2.       Op de percelen Zuideruitweg 53 en 64a in Wijdenes is het recreatiepark Ecoresort Wijdenes gevestigd. Het park aan het Markermeer omvat evenals de daar voorheen aanwezige camping een oostelijk en westelijk deel, die zijn gescheiden door de Zuideruitweg. [verzoekers] wonen op het naastgelegen perceel aan de [locatie]. Zij hebben het college verzocht om handhavend op te treden tegen de realisatie van het westelijke gedeelte van het recreatiepark aan de Zuideruitweg 64A. Volgens [verzoekers] wordt er in strijd met het bestemmingsplan "Drechterland Zuid" en de herziening "Eerste herziening bestemmingsplan Drechterland Zuid" gehandeld, omdat er recreatiewoningen op het kampeerterrein zullen worden gebouwd en initiatiefnemer Meer! Wijdenes niet over de vereiste omgevingsvergunning beschikt.
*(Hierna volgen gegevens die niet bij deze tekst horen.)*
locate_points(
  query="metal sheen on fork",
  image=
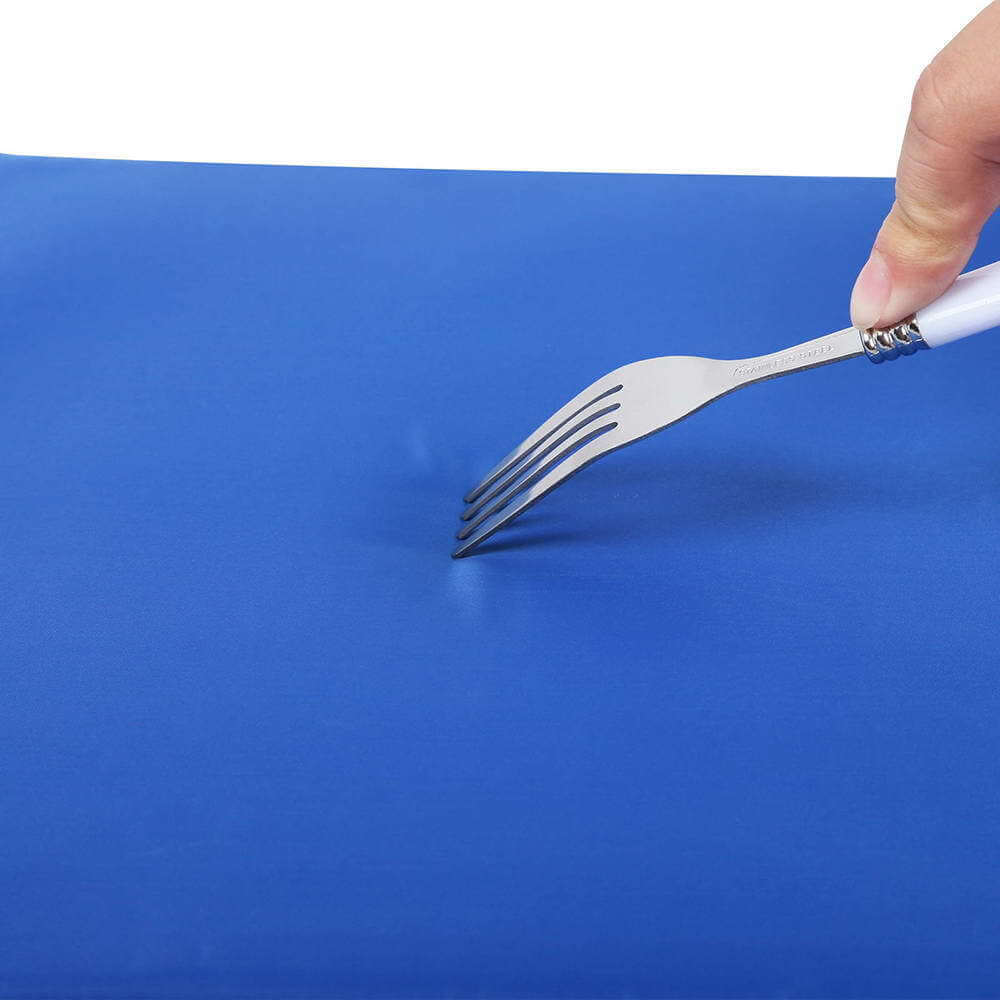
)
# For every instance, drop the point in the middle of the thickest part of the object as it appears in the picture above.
(644, 397)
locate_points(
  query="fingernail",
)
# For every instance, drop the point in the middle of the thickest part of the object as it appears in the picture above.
(871, 292)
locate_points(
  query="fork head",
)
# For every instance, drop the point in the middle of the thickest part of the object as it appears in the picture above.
(625, 405)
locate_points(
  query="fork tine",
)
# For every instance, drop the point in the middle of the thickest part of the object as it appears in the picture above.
(558, 472)
(594, 393)
(531, 476)
(532, 458)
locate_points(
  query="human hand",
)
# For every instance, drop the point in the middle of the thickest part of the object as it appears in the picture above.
(947, 181)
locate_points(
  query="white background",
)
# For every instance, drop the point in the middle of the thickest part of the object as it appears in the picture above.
(765, 86)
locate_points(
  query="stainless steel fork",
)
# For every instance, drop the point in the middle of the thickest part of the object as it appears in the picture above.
(642, 398)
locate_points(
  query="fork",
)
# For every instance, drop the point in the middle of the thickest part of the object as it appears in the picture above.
(642, 398)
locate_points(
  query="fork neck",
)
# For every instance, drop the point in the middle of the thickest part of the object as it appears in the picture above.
(822, 351)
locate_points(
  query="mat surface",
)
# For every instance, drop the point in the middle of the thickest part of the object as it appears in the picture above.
(717, 718)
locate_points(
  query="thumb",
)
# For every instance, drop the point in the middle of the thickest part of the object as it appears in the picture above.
(947, 183)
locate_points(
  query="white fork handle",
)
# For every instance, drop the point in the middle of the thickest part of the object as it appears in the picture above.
(971, 305)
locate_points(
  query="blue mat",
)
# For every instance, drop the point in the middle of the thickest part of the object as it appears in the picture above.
(717, 718)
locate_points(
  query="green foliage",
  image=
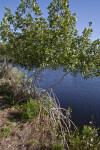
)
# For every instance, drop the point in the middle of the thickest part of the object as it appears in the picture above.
(58, 146)
(30, 110)
(32, 41)
(87, 139)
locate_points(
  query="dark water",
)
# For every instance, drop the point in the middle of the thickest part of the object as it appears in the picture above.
(82, 95)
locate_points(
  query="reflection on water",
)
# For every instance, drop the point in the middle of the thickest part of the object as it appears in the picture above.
(82, 95)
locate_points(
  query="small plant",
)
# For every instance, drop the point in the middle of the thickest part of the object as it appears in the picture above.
(58, 146)
(5, 131)
(29, 109)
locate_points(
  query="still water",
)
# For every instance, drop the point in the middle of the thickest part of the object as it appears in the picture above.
(82, 95)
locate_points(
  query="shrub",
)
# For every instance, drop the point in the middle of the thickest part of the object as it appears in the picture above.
(30, 109)
(58, 146)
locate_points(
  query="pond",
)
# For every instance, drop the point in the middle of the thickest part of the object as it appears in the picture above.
(81, 95)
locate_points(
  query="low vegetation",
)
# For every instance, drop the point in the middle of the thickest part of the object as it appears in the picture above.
(38, 123)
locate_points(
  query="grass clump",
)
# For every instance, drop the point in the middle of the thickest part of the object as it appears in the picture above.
(29, 110)
(58, 146)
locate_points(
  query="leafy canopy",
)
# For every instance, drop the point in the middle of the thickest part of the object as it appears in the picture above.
(33, 41)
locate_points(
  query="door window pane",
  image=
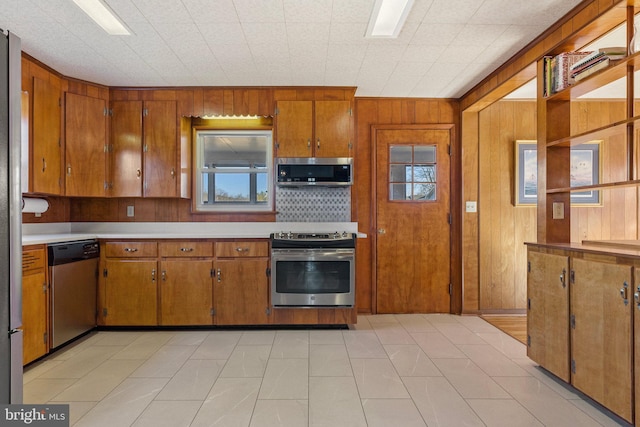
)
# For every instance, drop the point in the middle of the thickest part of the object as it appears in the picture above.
(412, 172)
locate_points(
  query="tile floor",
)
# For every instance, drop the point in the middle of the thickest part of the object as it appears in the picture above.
(388, 370)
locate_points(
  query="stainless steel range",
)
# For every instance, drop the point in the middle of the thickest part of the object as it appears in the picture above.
(313, 269)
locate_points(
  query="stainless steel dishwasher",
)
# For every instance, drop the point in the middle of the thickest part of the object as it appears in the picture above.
(73, 274)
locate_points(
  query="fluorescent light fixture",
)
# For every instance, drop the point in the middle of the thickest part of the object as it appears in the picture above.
(102, 14)
(388, 17)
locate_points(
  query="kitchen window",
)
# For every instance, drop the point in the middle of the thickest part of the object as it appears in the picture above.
(233, 171)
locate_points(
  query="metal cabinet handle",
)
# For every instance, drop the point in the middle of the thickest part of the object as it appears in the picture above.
(623, 293)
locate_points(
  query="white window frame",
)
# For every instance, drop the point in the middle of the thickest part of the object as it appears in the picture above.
(199, 171)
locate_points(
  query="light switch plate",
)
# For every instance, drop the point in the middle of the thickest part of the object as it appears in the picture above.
(558, 210)
(471, 206)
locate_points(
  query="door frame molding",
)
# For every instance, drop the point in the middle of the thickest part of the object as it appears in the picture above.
(455, 264)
Het college heeft aan de in bezwaar in stand gelaten weigering om handhavend op te treden ten grondslag gelegd dat de op het westelijke deel van het recreatiepark voorziene 53 verplaatsbare recreatieverblijven, die een oppervlakte tussen de 45 m² en 53 m² hebben, kampeermiddelen zijn als bedoeld in artikel 1.62 van het bestemmingsplan en dus zijn toegestaan. Omdat op grond van artikel 3, onderdeel 2, van bijlage II bij het Besluit omgevingsrecht geen omgevingsvergunning nodig is voor de activiteit bouwen, kunnen de recreatieverblijven zonder vergunning worden geplaatst, aldus het college.
De aangevallen uitspraak
3.       De rechtbank heeft overwogen dat de op het westelijke deel van het recreatiepark geplaatste bouwwerken niet zijn aan te merken als ‘kampeermiddel’ als bedoeld in artikel 1.62 van de planregels. De rechtbank heeft daarbij van belang geacht dat de bouwwerken wat betreft omvang, verschijningsvorm en uitstraling niet vergelijkbaar zijn met een stacaravan. Op de zitting is komen vast te staan dat de bouwwerken een stuk groter zijn dan een gemiddelde stacaravan. De rechtbank heeft verder van belang geacht dat de bouwwerken wat betreft verschijningsvorm en uitstraling nagenoeg identiek zijn aan de recreatiewoningen op het oostelijke deel van het park. Gelet hierop heeft de rechtbank geoordeeld dat de bouwwerken in strijd met het bestemmingsplan zijn geplaatst, zodat sprake is van overtreding van artikel 2.1, aanhef en eerste lid, onder c, van de Wet algemene bepalingen omgevingsrecht.
Beoordeling van de hoger beroepen van het college en Meer! Wijdenes
4.       Het college en Meer! Wijdenes betogen dat de rechtbank ten onrechte heeft overwogen dat de op het westelijke gedeelte van het recreatiepark geplaatste units niet zijn aan te merken als ‘kampeermiddel’ als bedoeld in artikel 1.62 van de planregels.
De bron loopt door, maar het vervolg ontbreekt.